Defensive end DeMarcus Lawrence took the blame for the near miscue, saying it was his decision to defer because he wanted the Cowboys defense on the field first.

“We was gonna receive the ball, but I wanted to defer,” Lawrence said. “But once you said kick, that means you’re kicking off and you got to kick off the second half? I don’t know. We was supposed to say defer. That was the little confusion, but it’s all good.”

The situation was resolved by the league office at halftime when game officials consulted with the NFL’s supervisor of officiating, Al Riveron.
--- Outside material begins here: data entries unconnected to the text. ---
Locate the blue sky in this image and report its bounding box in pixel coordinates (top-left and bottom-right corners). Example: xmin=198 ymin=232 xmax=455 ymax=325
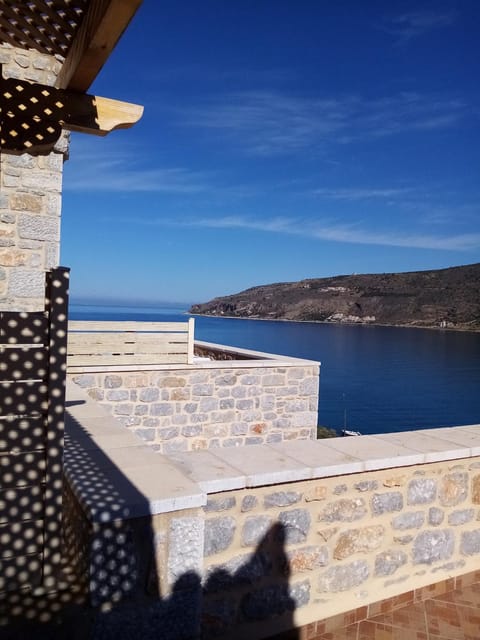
xmin=62 ymin=0 xmax=480 ymax=303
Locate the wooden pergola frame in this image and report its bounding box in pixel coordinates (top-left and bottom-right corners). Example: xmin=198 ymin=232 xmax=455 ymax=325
xmin=0 ymin=0 xmax=143 ymax=151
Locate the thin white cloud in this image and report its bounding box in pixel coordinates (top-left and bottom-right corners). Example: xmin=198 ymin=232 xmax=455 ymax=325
xmin=383 ymin=10 xmax=457 ymax=44
xmin=313 ymin=187 xmax=414 ymax=202
xmin=64 ymin=152 xmax=210 ymax=194
xmin=129 ymin=216 xmax=480 ymax=251
xmin=177 ymin=91 xmax=468 ymax=155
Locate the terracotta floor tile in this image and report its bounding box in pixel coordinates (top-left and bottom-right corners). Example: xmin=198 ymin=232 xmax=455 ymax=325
xmin=425 ymin=600 xmax=465 ymax=640
xmin=369 ymin=602 xmax=427 ymax=634
xmin=315 ymin=624 xmax=358 ymax=640
xmin=358 ymin=620 xmax=428 ymax=640
xmin=434 ymin=584 xmax=480 ymax=609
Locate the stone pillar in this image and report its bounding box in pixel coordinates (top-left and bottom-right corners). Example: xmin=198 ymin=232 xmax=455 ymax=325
xmin=0 ymin=44 xmax=68 ymax=311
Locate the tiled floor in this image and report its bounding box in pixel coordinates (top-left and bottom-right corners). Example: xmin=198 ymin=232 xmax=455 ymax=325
xmin=315 ymin=583 xmax=480 ymax=640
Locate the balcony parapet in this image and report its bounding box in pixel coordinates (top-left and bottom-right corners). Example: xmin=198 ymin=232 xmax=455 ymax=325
xmin=62 ymin=380 xmax=480 ymax=638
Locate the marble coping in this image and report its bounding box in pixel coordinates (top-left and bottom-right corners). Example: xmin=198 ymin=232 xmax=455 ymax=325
xmin=64 ymin=380 xmax=480 ymax=522
xmin=63 ymin=340 xmax=320 ymax=374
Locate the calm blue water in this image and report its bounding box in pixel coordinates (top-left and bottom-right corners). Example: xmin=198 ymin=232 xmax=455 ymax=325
xmin=70 ymin=305 xmax=480 ymax=434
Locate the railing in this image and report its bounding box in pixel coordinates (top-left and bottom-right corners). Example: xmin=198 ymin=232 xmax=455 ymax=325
xmin=0 ymin=268 xmax=69 ymax=592
xmin=67 ymin=318 xmax=195 ymax=373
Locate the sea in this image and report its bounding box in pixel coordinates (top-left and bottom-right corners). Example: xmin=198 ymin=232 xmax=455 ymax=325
xmin=70 ymin=304 xmax=480 ymax=434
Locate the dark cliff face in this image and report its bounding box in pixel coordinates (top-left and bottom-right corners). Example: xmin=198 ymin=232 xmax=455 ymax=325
xmin=190 ymin=263 xmax=480 ymax=330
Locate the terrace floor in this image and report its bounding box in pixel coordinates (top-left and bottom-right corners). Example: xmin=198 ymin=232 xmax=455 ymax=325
xmin=300 ymin=571 xmax=480 ymax=640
The Cowboys kicked off to open the game and, leading 28-7 at halftime, received to open the second half.

“Yeah, Dak told me he used the word ‘defer’ out there, so we felt like we had a case there,” Cowboys coach Jason Garrett said. “But they needed to kind of hear it. I actually was coming into the locker room when [Fox sideline reporter] Erin Andrews made me aware that there was some audio they were going to refer back to.”

Riveron made the decision, using Rule 15, Section 3, Article 9, which said that officials can use replay for game administration issues.

“If you look at what happened, you see that the Cowboys actually say three different things, and then we hear at the end where they say, ‘defer,’” Riveron said in a pool report. “So we go ahead and look at it. We pulled up the audio. We knew that I was going to have a conversation with Walt Anderson at halftime to make it right.”

In the end, it didn’t matter. But Cowboys owner Jerry Jones joked that he is firing Prescott from ever calling the coin flip again.